Hacker News new | ask | show | jobs
by Blammar 940 days ago
The thing that is truly mindboggling to me is that THE SHADOWS IN THE IMAGES ARE CORRECT. How is that possible??? Does DALL-E actually have a shadow-tracing component?
4 comments

Research into the internals of the networks have shown that they figure out the correct 2.5D representation of the scene before the RGB textures (internally), so yes it seems they have an internal representation of the scene and therefore can do enough inference from that to make shadows and light seem natural.

I guess it's not that far-fetched as your brain has to do the same to figure out if a scene (or an AI-generated one for that matter) has some weird issue that should pop out. So in a sense your brain does this too.
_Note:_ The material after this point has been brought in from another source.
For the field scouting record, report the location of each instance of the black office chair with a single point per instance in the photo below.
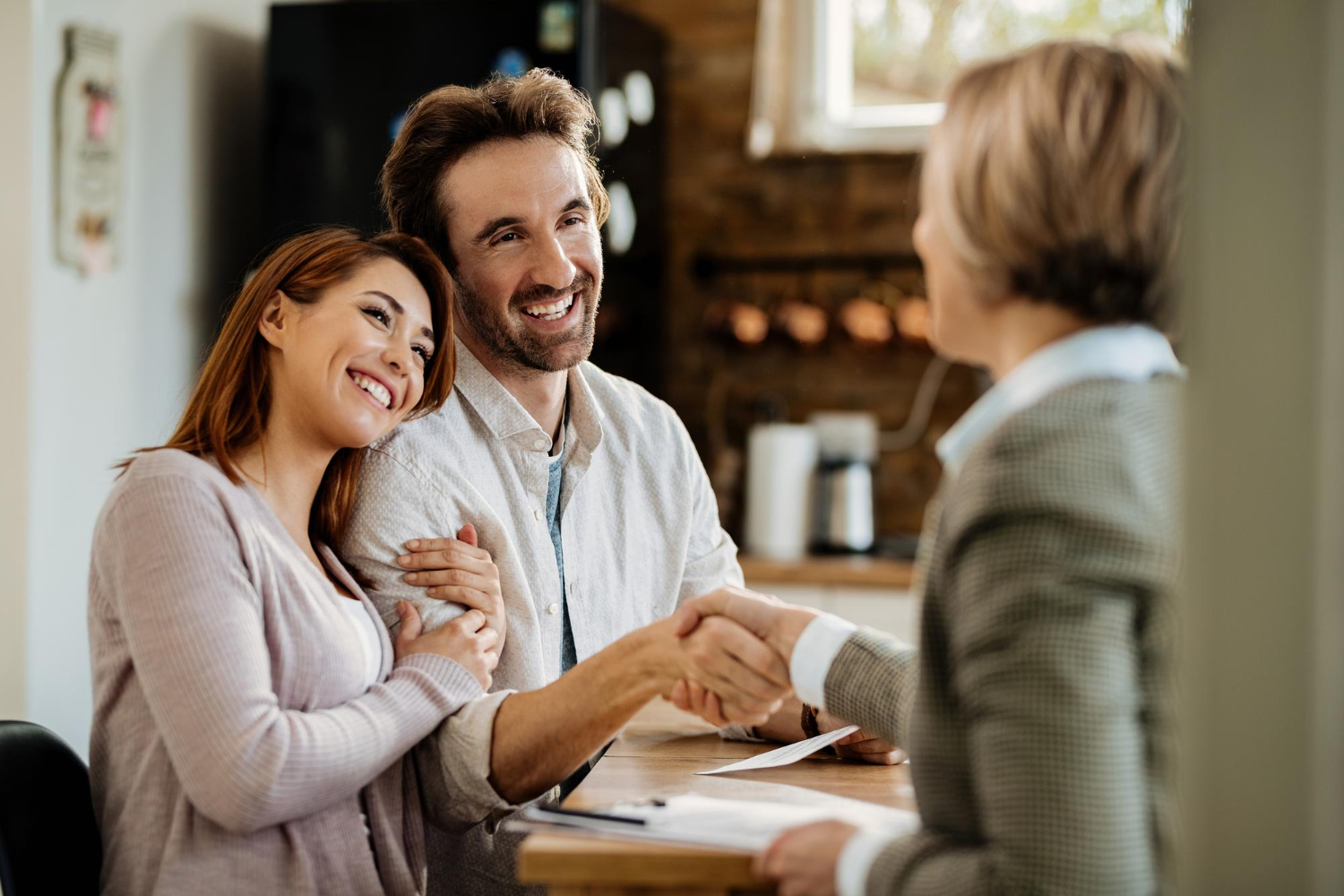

Interesting! Do you have a link to that research?
Certainly: https://arxiv.org/abs/2306.05720

It's a very interesting paper.

"Even when trained purely on images without explicit depth information, they typically output coherent pictures of 3D scenes. In this work, we investigate a basic interpretability question: does an LDM create and use an internal representation of simple scene geometry? Using linear probes, we find evidence that the internal activations of the LDM encode linear representations of both 3D depth data and a salient-object / background distinction. These representations appear surprisingly early in the denoising process−well before a human can easily make sense of the noisy images."

What does 2.5D mean?
You usually say 2.5D when it's a 3D but only from a single vantage point with no info of the back-facing side of objects. Like the representation you get from a depth-sensor on a mobile phone, or when trying to extract depth from a single photo.
It means you should be worried about the guy she told you not to worry about
I randomly checked a few links here and shadows were correct in 2 images out of a dozen... and any people tend to be horrifying in many
Stable diffusion does decent reflections too
Yes! It can also get reflections and refractions mostly correct.